Potential AFSCME strike looms despite members’ high pay, benefits

Mailee Smith

Senior Director of Labor Policy and Staff Attorney

Mailee Smith
February 16, 2017

Potential AFSCME strike looms despite members’ high pay, benefits

The average Illinois AFSCME worker receives over $100,000 a year in total compensation. But that isn’t enough for AFSCME leadership – it is demanding even more. And its demands should offend Illinois taxpayers footing the bill.

Illinois state workers are already the highest-paid state workers in the nation when adjusted for cost of living. The average state worker represented by the American Federation of State, County and Municipal Employees makes over $100,000 a year in total compensation.

And yet AFSCME leadership is threatening to shut down state government by going on strike – because it wants even more. It demands wage increases up to 29 percent, overtime after just 37.5 hours in a week, and platinum-level health insurance at little cost to state workers.

Threatening to strike over these outrageous demands is an affront to Illinois taxpayers, who have seen their own incomes flatline in recent years.

AFSCME workers already receive top-notch pay and benefits

When the most recent AFSCME contract expired in 2015, the average AFSCME salary was $66,000. Other benefits – including health care, overtime and pensions – place total compensation over $100,000 for the average AFSCME employee.

AFSCME wages have grown by leaps and bounds compared with those of Illinoisans in the private sector. Between 2005 and 2014, AFSCME worker salaries grew five times faster than Illinois workers’ earnings and increased at twice the rate of inflation.

Under the previous contract, state workers receive platinum-level health insurance – a level of coverage not even available to Illinoisans on the state’s insurance exchange, let alone at the rock-bottom prices state employees pay. Taxpayers subsidize a whopping 77 percent of the average AFSCME worker’s health care, which costs taxpayers $14,880 a year per worker.

Extraordinary benefits continue even after retirement. AFSCME employees receive free health insurance at retirement simply by working 20 or more years. This benefit alone will cost taxpayers $200,000 to $500,000 per employee in today’s dollars. Career state retirees on average receive $1.6 million in pension benefits over the course of their retirement, in addition to Social Security.

But it’s not enough for AFSCME leadership.

AFSCME wants more

Gov. Bruce Rauner’s last contract offer to the union tries to rein in union costs while also avoiding widespread state worker layoffs. But AFSCME ignores the economic realties facing the state, refusing to accept a contract that is fair to both state workers and taxpayers.

Rauner wants a temporary wage freeze during the term of the contract. But AFSCME is demanding pay increases of up to 29 percent over the course of the contract.

Rauner wants a typical 40-hour workweek before overtime kicks in. But AFSCME wants overtime at 37.5 hours.

Rauner wants employees to pay 40 percent of their health care costs.
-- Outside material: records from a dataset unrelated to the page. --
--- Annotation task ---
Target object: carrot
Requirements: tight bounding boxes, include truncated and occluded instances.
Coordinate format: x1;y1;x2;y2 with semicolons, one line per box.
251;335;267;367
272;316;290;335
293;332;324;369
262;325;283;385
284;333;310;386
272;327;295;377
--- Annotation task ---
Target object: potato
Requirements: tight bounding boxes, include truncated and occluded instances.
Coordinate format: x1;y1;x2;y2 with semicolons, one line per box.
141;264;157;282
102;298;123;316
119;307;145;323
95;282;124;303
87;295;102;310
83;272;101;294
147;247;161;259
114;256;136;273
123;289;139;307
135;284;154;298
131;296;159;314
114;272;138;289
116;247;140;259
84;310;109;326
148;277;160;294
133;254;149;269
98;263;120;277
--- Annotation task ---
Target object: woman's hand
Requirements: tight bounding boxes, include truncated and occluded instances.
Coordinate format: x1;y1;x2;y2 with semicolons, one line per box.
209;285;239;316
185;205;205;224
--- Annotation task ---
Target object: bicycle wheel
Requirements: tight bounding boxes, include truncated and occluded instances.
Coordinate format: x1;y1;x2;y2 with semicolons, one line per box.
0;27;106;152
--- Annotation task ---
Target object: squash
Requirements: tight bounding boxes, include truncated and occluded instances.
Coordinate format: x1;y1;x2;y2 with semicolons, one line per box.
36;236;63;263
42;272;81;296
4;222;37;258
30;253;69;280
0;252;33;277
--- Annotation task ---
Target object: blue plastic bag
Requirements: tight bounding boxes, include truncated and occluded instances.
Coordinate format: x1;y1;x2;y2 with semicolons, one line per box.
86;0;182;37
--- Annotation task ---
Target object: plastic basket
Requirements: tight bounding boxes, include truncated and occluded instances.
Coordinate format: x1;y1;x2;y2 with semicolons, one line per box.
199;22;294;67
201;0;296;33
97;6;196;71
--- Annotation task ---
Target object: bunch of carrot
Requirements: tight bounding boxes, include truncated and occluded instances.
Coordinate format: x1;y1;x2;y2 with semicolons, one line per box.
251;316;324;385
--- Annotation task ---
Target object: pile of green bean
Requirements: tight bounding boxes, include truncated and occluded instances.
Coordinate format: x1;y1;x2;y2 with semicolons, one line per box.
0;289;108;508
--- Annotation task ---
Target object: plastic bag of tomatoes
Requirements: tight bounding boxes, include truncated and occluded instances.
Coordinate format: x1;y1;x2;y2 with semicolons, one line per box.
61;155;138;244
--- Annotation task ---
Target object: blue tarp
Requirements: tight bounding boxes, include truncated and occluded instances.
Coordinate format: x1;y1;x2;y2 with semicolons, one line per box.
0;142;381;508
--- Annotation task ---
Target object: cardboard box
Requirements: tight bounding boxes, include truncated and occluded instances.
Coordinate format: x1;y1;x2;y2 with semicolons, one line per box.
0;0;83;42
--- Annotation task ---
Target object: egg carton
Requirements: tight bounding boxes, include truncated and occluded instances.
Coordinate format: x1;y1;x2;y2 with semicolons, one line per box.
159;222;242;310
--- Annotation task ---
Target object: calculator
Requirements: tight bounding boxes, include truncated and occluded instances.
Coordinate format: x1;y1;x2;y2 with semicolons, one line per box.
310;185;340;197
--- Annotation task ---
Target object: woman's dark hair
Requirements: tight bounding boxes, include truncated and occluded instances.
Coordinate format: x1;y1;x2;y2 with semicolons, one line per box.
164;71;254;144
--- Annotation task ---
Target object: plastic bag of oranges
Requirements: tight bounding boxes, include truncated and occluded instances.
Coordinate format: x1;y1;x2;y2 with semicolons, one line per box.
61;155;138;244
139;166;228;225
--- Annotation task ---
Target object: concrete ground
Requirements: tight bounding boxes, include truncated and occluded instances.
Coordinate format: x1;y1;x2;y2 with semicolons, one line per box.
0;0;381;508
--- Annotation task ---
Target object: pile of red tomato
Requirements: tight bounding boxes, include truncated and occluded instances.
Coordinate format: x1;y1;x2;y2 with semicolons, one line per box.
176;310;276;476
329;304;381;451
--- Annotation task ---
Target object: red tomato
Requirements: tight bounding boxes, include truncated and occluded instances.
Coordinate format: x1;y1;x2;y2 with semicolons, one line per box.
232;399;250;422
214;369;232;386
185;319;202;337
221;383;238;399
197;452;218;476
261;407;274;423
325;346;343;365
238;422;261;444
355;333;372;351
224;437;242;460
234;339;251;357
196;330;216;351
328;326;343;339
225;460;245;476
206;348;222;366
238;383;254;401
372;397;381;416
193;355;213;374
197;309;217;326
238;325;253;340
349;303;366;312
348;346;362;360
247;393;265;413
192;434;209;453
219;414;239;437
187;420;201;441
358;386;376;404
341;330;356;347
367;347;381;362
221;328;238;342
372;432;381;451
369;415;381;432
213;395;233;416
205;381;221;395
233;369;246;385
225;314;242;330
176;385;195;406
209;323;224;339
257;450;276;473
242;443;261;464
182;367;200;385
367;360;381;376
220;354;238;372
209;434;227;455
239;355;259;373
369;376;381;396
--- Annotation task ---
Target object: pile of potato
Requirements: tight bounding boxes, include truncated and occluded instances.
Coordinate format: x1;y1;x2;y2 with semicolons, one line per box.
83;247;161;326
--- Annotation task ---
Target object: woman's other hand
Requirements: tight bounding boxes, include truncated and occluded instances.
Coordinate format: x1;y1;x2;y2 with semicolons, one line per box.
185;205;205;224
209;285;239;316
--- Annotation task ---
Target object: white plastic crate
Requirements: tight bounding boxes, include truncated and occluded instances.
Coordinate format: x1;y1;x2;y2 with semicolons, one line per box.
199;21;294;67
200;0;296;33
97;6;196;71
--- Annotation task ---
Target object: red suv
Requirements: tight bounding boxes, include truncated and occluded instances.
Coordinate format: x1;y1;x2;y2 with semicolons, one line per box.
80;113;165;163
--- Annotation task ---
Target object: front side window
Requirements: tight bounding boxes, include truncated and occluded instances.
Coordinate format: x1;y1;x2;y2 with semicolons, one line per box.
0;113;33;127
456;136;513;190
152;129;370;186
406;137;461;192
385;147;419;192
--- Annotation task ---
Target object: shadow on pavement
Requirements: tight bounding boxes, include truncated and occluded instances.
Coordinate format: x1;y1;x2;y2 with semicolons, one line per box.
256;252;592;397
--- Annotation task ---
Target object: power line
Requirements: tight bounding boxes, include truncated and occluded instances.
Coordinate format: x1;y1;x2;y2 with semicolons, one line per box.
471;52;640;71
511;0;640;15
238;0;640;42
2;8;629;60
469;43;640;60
This means state taxpayers will continue subsidizing 60 percent of an AFSCME employee’s health care, at $11,600 per worker annually – still a significant amount by any standard.

AFSCME is threatening to walk out on taxpayers

Because the governor has not kowtowed to the union’s outrageous demands, ASFCME is threatening to strike.

In the meantime, AFSCME shows no consideration for the people who would have to pay for increased AFSCME perks. In fact, AFSCME is not only willing to go on strike against the taxpayers, it even believes its demands should be paid for by raising taxes – a slap in the face to taxpayers in a state with the worst income recovery in the Midwest since the Great Recession.

AFSCME ignores that Illinois has the worst out-migration rate in the region – and Illinois’ high taxes are the No. 1 reason people cite as a reason for wanting to leave.

Twenty other government-worker unions have agreed to cost-saving provisions in contracts with the state. It’s time AFSCME accepts the fact that taxpayers are tapped out.